An experiment - say rolling a die, is performed a large number of times, $n$. Let $X$ and $Y$ be two random variables that summarize this experiment.
Intuitively(by the law of large numbers), if I observe the values of $X$, over a large number of trials, take their mean, $m_{X}=\frac{1}{n}\sum_{i}{x_{i}}$, and observe the values of $Y$, take their mean $m_{Y}=\frac{1}{n}\sum_{i}{y_{i}}$ and the add the two column means, this is very close to $E(X)+E(Y)$.
If we observe the values of $X+Y$ in a third column, and take their arithmetic mean, $m_{X+Y}$, this will be very close to $E(X+Y)$.

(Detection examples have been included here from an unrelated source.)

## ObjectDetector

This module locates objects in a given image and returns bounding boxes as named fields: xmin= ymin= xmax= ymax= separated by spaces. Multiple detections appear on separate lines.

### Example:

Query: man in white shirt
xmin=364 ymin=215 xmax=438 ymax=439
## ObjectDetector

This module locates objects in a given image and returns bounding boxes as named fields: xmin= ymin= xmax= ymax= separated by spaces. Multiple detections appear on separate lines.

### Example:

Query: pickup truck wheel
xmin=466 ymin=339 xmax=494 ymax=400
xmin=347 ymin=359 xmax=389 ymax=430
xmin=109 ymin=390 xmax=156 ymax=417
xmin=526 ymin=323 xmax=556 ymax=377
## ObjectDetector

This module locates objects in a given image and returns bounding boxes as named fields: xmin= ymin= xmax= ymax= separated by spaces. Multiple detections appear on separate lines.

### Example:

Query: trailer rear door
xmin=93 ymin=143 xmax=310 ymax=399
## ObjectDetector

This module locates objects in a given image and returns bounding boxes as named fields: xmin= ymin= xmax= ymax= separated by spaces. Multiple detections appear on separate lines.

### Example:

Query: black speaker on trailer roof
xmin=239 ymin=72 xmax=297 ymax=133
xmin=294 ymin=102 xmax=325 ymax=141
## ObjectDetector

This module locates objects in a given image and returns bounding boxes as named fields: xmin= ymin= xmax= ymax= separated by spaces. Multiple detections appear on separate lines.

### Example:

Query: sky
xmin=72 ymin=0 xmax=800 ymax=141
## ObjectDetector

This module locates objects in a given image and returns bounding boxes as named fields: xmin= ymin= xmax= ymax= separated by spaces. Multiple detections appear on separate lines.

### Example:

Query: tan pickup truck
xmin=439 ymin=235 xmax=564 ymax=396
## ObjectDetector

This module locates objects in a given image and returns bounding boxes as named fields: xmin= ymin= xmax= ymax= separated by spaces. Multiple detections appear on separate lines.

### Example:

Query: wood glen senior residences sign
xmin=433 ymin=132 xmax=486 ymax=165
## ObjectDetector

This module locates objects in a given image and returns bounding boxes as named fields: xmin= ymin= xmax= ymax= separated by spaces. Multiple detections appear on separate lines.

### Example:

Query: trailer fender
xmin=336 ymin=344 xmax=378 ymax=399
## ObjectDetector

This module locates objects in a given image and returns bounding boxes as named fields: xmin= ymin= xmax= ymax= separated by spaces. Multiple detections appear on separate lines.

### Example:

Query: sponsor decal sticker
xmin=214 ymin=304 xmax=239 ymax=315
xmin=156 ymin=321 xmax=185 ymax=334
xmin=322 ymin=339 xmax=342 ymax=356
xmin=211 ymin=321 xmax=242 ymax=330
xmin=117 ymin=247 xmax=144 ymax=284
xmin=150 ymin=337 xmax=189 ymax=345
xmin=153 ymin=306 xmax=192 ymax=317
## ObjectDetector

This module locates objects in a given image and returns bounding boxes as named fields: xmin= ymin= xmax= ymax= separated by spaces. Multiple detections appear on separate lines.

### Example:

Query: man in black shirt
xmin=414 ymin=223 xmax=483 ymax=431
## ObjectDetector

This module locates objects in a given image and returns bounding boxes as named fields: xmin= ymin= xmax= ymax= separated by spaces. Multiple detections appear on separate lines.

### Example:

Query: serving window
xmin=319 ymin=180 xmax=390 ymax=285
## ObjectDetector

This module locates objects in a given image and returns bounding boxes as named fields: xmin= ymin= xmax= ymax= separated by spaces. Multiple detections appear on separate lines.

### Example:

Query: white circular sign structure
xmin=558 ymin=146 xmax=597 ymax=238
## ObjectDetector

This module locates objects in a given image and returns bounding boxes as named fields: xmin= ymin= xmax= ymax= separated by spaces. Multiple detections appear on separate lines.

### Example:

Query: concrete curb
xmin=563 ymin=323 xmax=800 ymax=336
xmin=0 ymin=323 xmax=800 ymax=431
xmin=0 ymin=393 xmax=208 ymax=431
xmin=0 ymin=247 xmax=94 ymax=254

Therefore, linearity of expectation, that $E(X+Y)=E(X)+E(Y)$ emerges as a simple fact of arithmetic (we're just adding two numbers in different orders).
I know linearity of expectations holds, even when the $X$ and $Y$ are dependent. For example, the binomial and hypergeometric expectation is $E(X)=np$, although in the binomial story, the $Bern(p)$ random variables are i.i.d., but in the hypergeometric story, they are dependent.
If two random variables are correlated, wouldn't that affect the average of their sum, than if they were uncorrelated? Any insight or intuition would be great!